The glamour of touring. I’ll definitely be getting in that water I can see out the window though. At some point.

We’re up to gig 17 or something. I’ve stopped counting. Even when I was counting I was doing it incorrectly. So 17 sounds about right. I’ve been on the road for most of this year. Extremes in climate and coffee quality. And extremes, also, in mental health levels and in my extraordinary ability (some would say talent) to lose possessions, even after all these years of being on the road. I’m not winning the latter battle, at this point. The former, though, I’m holding my own in by swimming every day. I drive sometimes an entire hour round trip, before anyone else is awake, to the closest lap pool to get a kilometer into the arms. And early sun on the back. To gently force the mind to move in a straight line, instead of turning in a circle, down into itself. I think that might make me somewhat of an idiot, to get up that early, but being the only person swimming in an old, tiled pool in a tiny regional town just after dawn continues to bring me inexorable joy. I may as well take advantage of this particular kind of idiocy while it lasts.

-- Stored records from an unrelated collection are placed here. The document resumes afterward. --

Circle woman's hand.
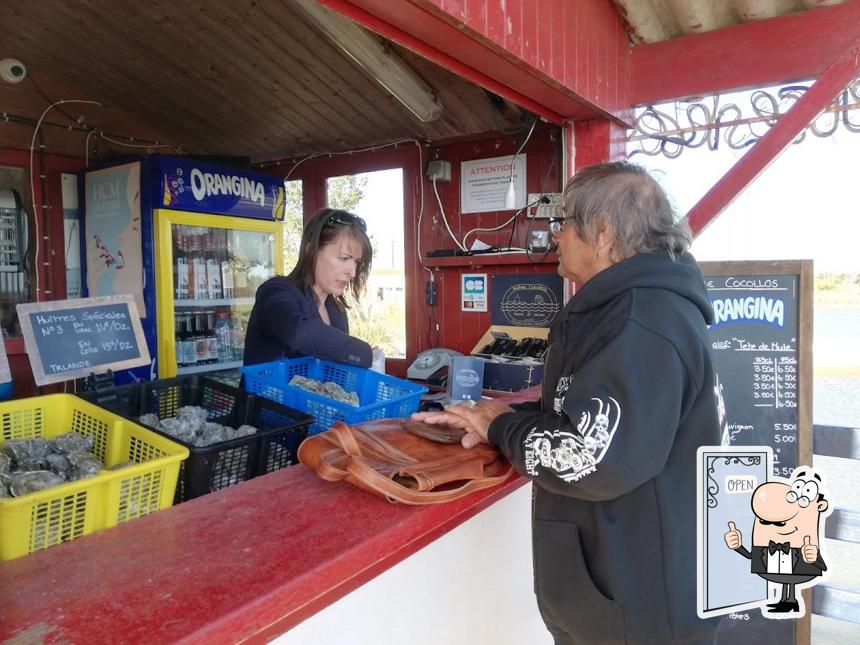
[412,401,513,448]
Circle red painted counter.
[0,465,526,643]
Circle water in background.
[812,306,860,428]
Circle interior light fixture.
[505,179,517,210]
[293,0,442,122]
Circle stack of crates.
[242,357,427,435]
[0,394,188,562]
[80,375,313,503]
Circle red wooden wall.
[267,126,562,375]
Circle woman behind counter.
[244,208,373,367]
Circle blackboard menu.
[17,295,149,385]
[705,275,798,477]
[701,261,812,645]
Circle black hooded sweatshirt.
[244,276,373,367]
[489,251,720,645]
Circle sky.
[330,95,860,273]
[348,168,404,268]
[632,112,860,273]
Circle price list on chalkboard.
[17,295,149,385]
[705,275,799,477]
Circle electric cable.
[30,99,104,302]
[433,177,466,253]
[278,139,423,181]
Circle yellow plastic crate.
[0,394,188,562]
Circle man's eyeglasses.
[549,217,567,237]
[325,212,367,231]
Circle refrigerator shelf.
[173,296,254,309]
[176,361,242,376]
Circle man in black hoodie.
[416,162,720,645]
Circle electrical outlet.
[427,159,451,181]
[526,193,564,219]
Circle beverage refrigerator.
[83,155,284,383]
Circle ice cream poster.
[84,162,146,318]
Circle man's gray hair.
[564,161,693,262]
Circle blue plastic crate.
[242,357,427,435]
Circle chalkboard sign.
[17,295,149,385]
[700,260,813,645]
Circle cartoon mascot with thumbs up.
[725,468,828,618]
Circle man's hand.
[800,535,818,564]
[724,522,741,550]
[412,401,513,448]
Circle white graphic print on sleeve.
[523,396,621,482]
[552,375,573,414]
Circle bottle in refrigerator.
[215,311,233,363]
[206,310,218,363]
[181,314,197,365]
[192,255,209,300]
[206,253,222,300]
[174,316,185,367]
[176,254,188,300]
[233,319,245,361]
[194,313,209,365]
[221,260,233,298]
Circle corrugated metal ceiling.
[0,0,526,161]
[0,0,844,161]
[612,0,847,45]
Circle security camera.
[0,58,27,83]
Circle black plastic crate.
[79,375,314,503]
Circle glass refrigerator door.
[159,215,283,377]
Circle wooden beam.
[320,0,629,123]
[687,36,860,235]
[630,0,860,105]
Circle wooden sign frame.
[16,294,151,385]
[0,338,12,383]
[699,260,814,645]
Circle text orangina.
[191,168,266,206]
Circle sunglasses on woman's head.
[325,213,367,231]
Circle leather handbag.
[298,419,514,504]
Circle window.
[0,167,30,338]
[284,179,304,275]
[326,168,406,358]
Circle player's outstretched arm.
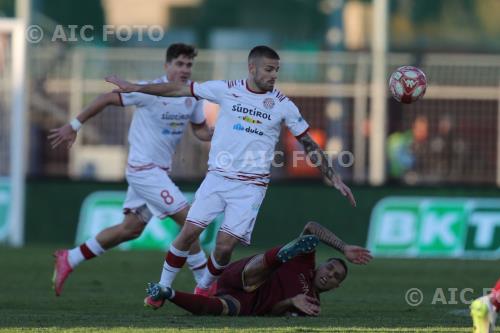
[299,133,356,207]
[47,92,121,149]
[105,75,193,97]
[302,221,372,265]
[271,294,321,316]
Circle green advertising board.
[76,191,223,251]
[367,197,500,259]
[0,178,10,242]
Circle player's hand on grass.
[292,294,321,316]
[47,124,76,149]
[344,245,373,265]
[333,177,356,207]
[105,75,141,93]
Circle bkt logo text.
[368,197,500,258]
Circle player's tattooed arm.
[298,133,356,207]
[302,221,373,265]
[191,122,214,141]
[47,92,122,149]
[302,221,347,253]
[106,75,192,97]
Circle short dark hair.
[248,45,280,62]
[326,257,348,281]
[165,43,198,62]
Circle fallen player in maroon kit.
[147,222,372,316]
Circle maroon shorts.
[215,256,257,316]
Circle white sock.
[160,245,189,287]
[198,252,227,289]
[187,250,207,283]
[68,237,106,268]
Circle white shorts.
[123,167,188,219]
[186,172,267,245]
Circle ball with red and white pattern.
[389,66,427,104]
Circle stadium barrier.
[26,180,498,253]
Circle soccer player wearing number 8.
[106,46,356,307]
[49,44,213,296]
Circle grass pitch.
[0,246,500,333]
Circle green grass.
[0,246,499,333]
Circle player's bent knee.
[219,295,241,316]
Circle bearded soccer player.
[147,222,372,316]
[49,43,213,296]
[106,46,356,308]
[470,280,500,333]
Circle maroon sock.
[165,251,187,269]
[264,246,282,268]
[80,243,95,260]
[170,291,224,315]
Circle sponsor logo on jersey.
[232,104,271,120]
[161,112,189,120]
[161,128,182,135]
[262,97,274,110]
[233,123,264,135]
[238,116,262,124]
[168,122,185,128]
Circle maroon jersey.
[217,252,319,315]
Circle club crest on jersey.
[238,116,262,124]
[262,97,274,110]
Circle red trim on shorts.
[191,119,207,127]
[245,81,267,95]
[118,93,125,106]
[127,163,170,172]
[80,243,95,260]
[207,256,225,276]
[191,262,207,271]
[159,202,189,220]
[165,251,187,268]
[219,227,250,245]
[189,81,200,101]
[295,127,309,140]
[186,220,209,229]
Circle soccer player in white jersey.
[49,43,213,296]
[106,46,356,309]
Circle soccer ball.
[389,66,427,104]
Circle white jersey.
[191,80,309,186]
[120,76,205,170]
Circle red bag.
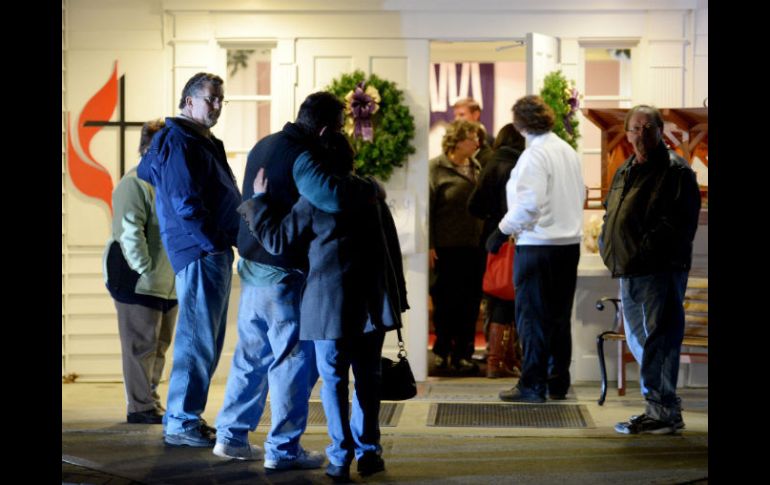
[482,241,516,300]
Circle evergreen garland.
[326,70,415,181]
[540,71,580,150]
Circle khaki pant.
[115,301,179,413]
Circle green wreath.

It’s the Festival of Small Halls tour that’s rounding out the year for me. Twenty shows (I think, clearly I’m not sure…) through regional QLD, the (massive) region of Australia that I’ve toured the least in. Holy shit. What a delight to be somewhere so familiar I can feel it in my body and yet so utterly new. Driving for hours past cane fields. Scrubby, red dirt country that morphs into lush, tangled jungle, ticking with the tiny comings and goings of tropical creatures and birds that cry out at night. The eye can’t see the change, and only stares in wonder at how the country is ‘suddenly different’. It’s hot. Thick heat. Around the clock. Beautiful and complicated and hot.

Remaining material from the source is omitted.